住職の祖父の方からはなんどか骨董の指導をしていただいているので、是非にと思いましたが「急がないのでいつか」ということになりました。所蔵されている作品の中で多いのは「寺崎廣業」の作品だそうですが、郷里では著名な蒐集家でしたので楽しみです。

ということで本日は久方ぶりに「寺崎廣業」の作品の紹介です。

懸崖雁行之図 寺崎廣業筆 その44
絹本水墨淡彩軸装 軸先象牙加工 合箱
全体サイズ:縦2010*横550 画サイズ:縦1060*横410



押印されている印章は他の所蔵作品「黄初平」らと同一印章です。「寺崎廣業」の作品の贋作はいくつかみましたが、印章まで正確に模倣している作品は少ないようです。



描かれている山は富士山・・??



前にも記述したように寺崎廣業の作品は多作で、席画のような駄作も多いので、展覧会への出品作は無理としてもきちんと描かれた作品を選択して蒐集するのがポイントです。

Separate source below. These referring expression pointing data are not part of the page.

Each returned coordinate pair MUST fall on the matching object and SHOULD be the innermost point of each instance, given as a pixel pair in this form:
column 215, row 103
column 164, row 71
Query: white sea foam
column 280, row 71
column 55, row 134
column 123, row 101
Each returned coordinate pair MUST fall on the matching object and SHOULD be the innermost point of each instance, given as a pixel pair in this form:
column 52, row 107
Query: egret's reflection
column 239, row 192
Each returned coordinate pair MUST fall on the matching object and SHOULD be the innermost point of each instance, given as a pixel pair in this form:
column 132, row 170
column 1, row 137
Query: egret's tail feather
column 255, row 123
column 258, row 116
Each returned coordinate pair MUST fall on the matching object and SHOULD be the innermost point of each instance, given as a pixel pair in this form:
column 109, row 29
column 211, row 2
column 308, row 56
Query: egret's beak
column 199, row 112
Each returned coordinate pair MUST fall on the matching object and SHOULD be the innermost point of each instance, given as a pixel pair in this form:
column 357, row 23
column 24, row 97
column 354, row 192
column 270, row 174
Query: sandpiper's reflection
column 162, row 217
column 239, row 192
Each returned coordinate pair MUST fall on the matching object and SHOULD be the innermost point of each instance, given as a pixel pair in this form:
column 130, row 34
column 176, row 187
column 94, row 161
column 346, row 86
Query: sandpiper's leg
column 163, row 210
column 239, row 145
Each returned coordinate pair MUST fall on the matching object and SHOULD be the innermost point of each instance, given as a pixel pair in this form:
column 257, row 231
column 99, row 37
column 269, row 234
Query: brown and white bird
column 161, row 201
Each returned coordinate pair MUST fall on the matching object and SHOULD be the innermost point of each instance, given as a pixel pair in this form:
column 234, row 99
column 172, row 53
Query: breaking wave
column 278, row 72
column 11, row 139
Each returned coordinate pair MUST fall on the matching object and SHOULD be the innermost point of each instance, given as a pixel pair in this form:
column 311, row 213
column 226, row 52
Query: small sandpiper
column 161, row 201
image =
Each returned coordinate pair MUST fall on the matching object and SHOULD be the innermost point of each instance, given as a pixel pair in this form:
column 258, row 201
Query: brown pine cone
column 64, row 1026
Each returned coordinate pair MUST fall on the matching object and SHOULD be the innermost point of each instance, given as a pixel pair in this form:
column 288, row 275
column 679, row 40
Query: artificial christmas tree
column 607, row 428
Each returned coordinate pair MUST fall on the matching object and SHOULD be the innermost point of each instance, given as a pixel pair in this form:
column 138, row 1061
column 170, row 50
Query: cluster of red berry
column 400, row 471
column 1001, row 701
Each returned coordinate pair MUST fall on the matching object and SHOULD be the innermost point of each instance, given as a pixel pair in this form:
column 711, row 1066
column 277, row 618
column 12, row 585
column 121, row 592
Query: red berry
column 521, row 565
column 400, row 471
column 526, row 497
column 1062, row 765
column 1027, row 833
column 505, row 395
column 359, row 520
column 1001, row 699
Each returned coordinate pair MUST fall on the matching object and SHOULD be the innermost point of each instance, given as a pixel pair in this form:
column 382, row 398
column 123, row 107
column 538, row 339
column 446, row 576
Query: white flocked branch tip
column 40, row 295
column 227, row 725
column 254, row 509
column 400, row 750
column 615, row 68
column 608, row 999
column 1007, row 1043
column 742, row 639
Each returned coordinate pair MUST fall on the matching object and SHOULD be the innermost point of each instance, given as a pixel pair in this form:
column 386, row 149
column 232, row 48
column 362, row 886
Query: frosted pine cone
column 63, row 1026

寺崎廣業の作品の中でも風景画は傑出しています。寺崎廣業の粉本の画帳を見たことがありますが、丁寧に過去の名画を写して勉学しており、ものすごい努力家です。一概に大衆画家とは言えないが画力があります。



本作品にも画力が読みとれる作品です。下手な箱に収納されており、掛け軸を開くまではいけない作品だろうと思っていましたが・・。



ガラクタだろうと黴臭いと思われようとこの手の作品は誰かが保存しないとそれこそゴミ箱行き・・。



表具は絵とマッチしており、いい表具です。



郷里での寺崎廣業の作品の出会いを楽しみにしています。